On my last day in the Bay Area, Amie and I rushed into San Francisco, tired, dirty, and sweaty from last-minute details, and had lunch with Dave Brevik and Max and Erich Schaefer, Blizzard North’s founding fathers. That was the first time I got to chat with those guys all in the same room. I didn’t do much talking. I was tired, but I was more focused on their interaction. They bounced ideas back and forth at lightning speed, talking about this and that.
After lunch, we gathered together in front of the restaurant and snapped a photo. You can see it for yourself.

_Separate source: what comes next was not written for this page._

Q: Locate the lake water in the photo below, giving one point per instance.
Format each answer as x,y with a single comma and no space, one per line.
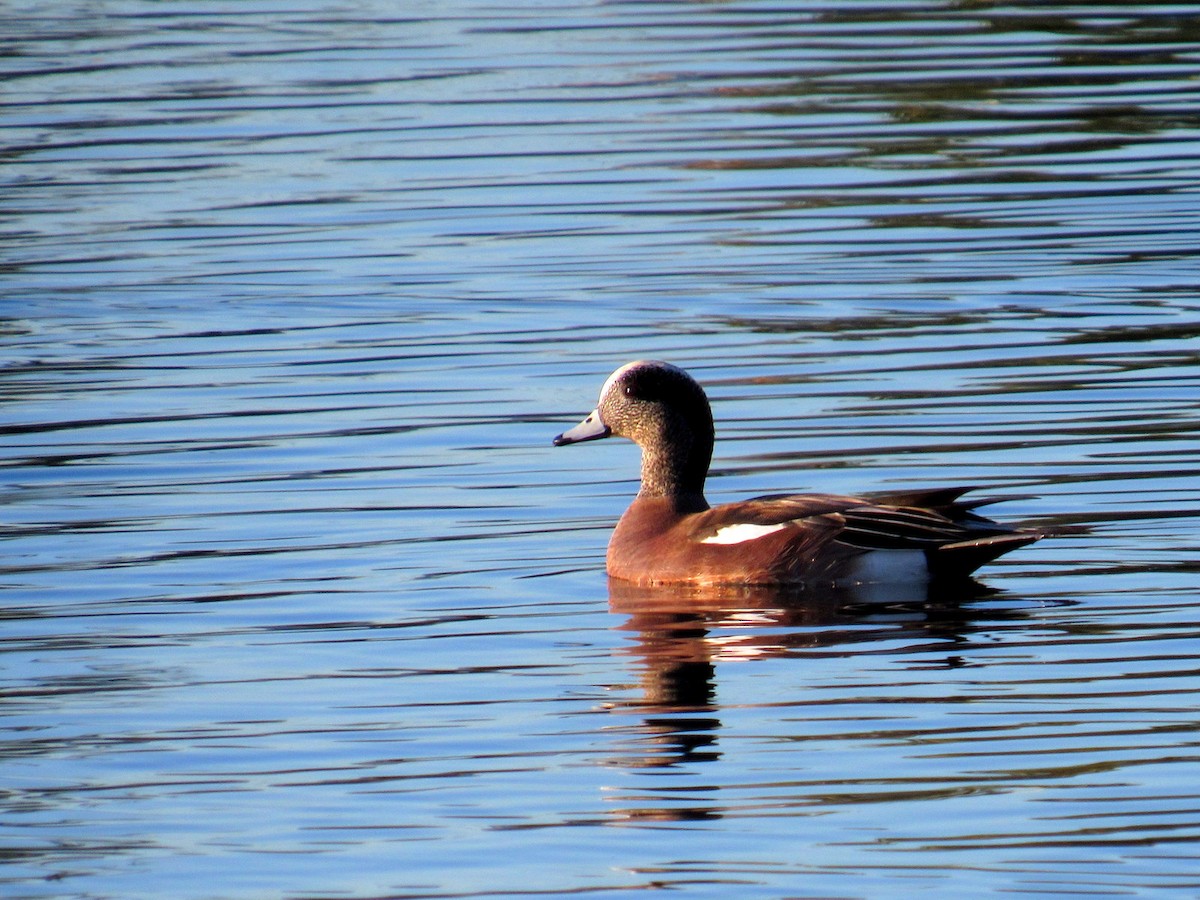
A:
299,600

The author (second from left to right) with the team responsible for Diablo
What’s next for DM Press?
David: Amie and I hope to expand to international markets. Sooner on the horizon, I’ve got Stay Awhile and Listen - Book II to edit (it’s finished but needs to be put through the fact-checking and rewriting stages) and a young adult fantasy novel, Heritage, that launches next July from Tyche Books. Also on the DM Press side, I’m working on another big project (no hints!), but before that launches, I confess I’m a bit tired. I want to publish some smaller books—smaller in terms of scope—to build our library a bit.
Trust me when I say that gamers everywhere will soak up what we’ve got coming down the pipe.